John Harrity and Claire Coleman Lamont can make Connecticut a Green New Deal state
In the throes of the Great Depression, President Roosevelt established the New Deal, a visionary plan that put millions of people to work, built enduring public infrastructure, and set the stage for long-term economic prosperity. Now Gov.-elect Ned Lamont and the General Assembly have a historic opportunity: Put our people to work creating a new climate-safe economy — a “Green New Deal.”
What’s a Green New Deal? Put simply, it is a comprehensive plan to tackle climate change, revitalize our economy, and address economic and racial inequity at the same time. Immediately after the 2018 elections, a group of young people called the Sunrise Movement began urging Congressional leaders to support a plan to create millions of jobs by putting Americans to work making a rapid transition to a fossil-free economy.
The Green New Deal is fast becoming a new touchstone of American political discourse, gaining support from a diverse coalition of Congressional representatives, young activists and advocacy organizations. It appears bound to be a factor in the 2020 elections.
But there’s a problem: Both climate protection and public job creation are blocked at the national level by a president and Senate who are more interested in enriching fossil fuel interests than in creating millions of jobs for American workers protecting the climate.
So states, including Connecticut, are beginning to take the lead. Ned Lamont’s campaign platform could become the foundation for a Connecticut Green New Deal:
I will commit Connecticut to a further reduction in carbon emissions from current levels of 35 percent by 2030, 70 percent by 2040, and carbon neutral by 2050. Our transition to a sustainable energy future will create thousands of new jobs in the green economy…We have already seen good-paying jobs created in the fuel cell, solar installation, and home weatherization industries, and I am proud that New London will become a new manufacturing and assembling base for offshore wind turbines. As the sustainable energy transition continues,… I will make sure that many more green jobs are created.
In “The Land of Steady Habits,” it may be comforting to know that there is historical precedent for such an ambitious state-level program. Gov. Wilbur Cross, who entered office in 1930 a fiscal conservative, recognized the need for a more active state role in helping the destitute and submitted a “Little New Deal” to the legislature in his second term. New programs assisted the elderly, modernized state hospitals, prisons and universities, and provided jobs for the unemployed. During his tenure, the General Assembly eliminated sweatshops, outlawed child labor, established fair labor practices, and passed unemployment insurance programs.
The federal New Deal also had a major impact in Connecticut. The Civilian Conservation Corps put 30,000 people to work in Connecticut, including supporting environmental initiatives like planting millions of trees. More than 44,000 state residents were employed by the Civil Works Administration, building or repairing schools, roads and bridges. Much of this infrastructure is still in use today.
Connecticut also has a long history of bipartisan leadership on climate. The Governor’s Council on Climate Change unanimously recommended one of the most aggressive greenhouse gas reduction targets in the nation — cutting emissions 45 percent below 2001 levels by 2030 — and that target was incorporated into state law with bipartisan support from the legislature in May 2018. In December, the GC3 released a report with an extensive list of recommended actions that, if implemented, would put the state on track to meet the 2030 target.
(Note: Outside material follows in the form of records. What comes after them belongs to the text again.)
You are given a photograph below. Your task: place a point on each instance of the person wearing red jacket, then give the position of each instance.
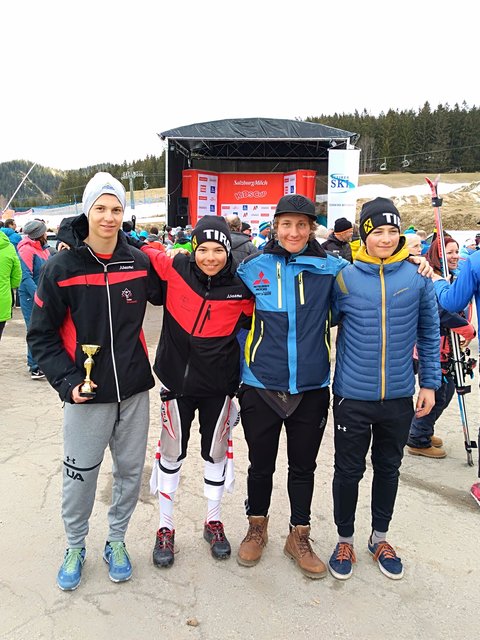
(197, 362)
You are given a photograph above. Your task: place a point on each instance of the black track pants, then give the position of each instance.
(304, 429)
(357, 423)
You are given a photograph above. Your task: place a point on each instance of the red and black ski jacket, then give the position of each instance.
(84, 299)
(198, 353)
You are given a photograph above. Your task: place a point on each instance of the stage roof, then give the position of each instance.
(265, 138)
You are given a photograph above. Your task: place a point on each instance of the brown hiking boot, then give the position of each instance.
(428, 452)
(251, 547)
(298, 548)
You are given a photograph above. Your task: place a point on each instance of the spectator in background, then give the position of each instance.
(127, 227)
(414, 244)
(182, 242)
(263, 236)
(423, 237)
(168, 236)
(355, 242)
(10, 230)
(33, 252)
(10, 278)
(338, 242)
(422, 441)
(247, 229)
(242, 246)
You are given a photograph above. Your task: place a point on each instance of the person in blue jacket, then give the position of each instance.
(383, 306)
(286, 375)
(456, 297)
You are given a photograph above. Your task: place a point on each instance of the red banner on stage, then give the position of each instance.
(252, 196)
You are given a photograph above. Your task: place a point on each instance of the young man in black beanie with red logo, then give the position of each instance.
(338, 242)
(197, 362)
(383, 307)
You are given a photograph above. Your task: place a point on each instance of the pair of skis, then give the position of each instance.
(459, 363)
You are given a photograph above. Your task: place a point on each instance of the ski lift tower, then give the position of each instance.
(130, 175)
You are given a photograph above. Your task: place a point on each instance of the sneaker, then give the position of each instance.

But there is still a tremendous amount of work to be done, and recent international and federal climate assessments make clear that we must double down on all strategies to transition to a clean energy economy, including strengthening our longer-term climate pollution reduction targets and renewable energy mandates.
Lamont has outlined a bold vision that would strengthen Connecticut’s national leadership on climate action. He has also embraced the need for strategic investments to bring economic revitalization to our state. A Connecticut Green New Deal could help accomplish both goals, putting people to work building thriving local economies that are not only more sustainable but also more just and equitable.
John Harrity is chair of the board for the Connecticut Roundtable on Climate and Jobs and retired president of the Connecticut State Council of Machinists. Claire Coleman is the climate and energy attorney for Connecticut Fund for the Environment and serves on the Governor’s Council on Climate Change.